Computer Science Speaking Skills Talk
Speaker
SAI SANDEEP PALLERLA
Ph.D. Student
Computer Science Department
Carnegie Mellon University
When
-
Where
In Person
Description
Promise Constraint Satisfaction Problems(PCSPs) are a generalization of Constraint Satisfaction Problems (CSPs) where we allow each predicate to have a strong and a weak form. They are versatile and capture optimization problems such as approximate graph coloring that are not captured by the traditional CSPs. In this work, we study robust algorithms for PCSPs i.e., algorithms that output solution satisfying 1-f(epsilon) fraction of the constraints when the instance is guaranteed to have a solution satisfying 1-epsilon fraction of constraints, where f(epsilon) goes to 0 as epsilon goes to 0.

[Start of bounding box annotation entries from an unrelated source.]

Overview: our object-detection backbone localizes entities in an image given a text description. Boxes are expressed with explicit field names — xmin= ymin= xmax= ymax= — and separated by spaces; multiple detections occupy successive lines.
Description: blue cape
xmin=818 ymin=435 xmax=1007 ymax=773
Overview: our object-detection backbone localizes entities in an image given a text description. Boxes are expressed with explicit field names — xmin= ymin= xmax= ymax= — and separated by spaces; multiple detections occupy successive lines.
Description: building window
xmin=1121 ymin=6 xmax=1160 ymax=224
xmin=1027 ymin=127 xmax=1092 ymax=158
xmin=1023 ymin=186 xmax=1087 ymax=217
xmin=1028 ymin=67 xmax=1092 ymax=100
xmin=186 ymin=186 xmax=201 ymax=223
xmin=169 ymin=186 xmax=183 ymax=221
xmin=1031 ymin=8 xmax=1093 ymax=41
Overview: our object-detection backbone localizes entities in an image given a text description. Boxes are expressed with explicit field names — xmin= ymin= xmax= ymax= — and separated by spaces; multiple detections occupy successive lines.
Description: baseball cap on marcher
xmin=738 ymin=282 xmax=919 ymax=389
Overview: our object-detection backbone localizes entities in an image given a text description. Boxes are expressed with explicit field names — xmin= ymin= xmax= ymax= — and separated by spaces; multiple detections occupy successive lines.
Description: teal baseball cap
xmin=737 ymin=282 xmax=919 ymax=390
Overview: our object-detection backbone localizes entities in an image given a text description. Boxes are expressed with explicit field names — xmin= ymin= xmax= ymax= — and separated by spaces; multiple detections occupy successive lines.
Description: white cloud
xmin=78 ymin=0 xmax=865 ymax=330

Our main result is a dichotomy result for Boolean Symmetric folded PCSPs, showing that they admit a robust algorithm if and only if they contain Majority or Alternating-Threshold family of polymorphisms assuming the Unique Games Conjecture. Our algorithms are based on rounding SDPs, and our hardness result is obtained by obtaining integrality gap for the standard SDP relaxation and using Raghavendra's framework to then get Unique Games based hardness.
Based on Joint work with Joshua Brakensiek and Venkatesan Guruswami.
Presented in Partial Fulfillment of the CSD Speaking Skills Requirement.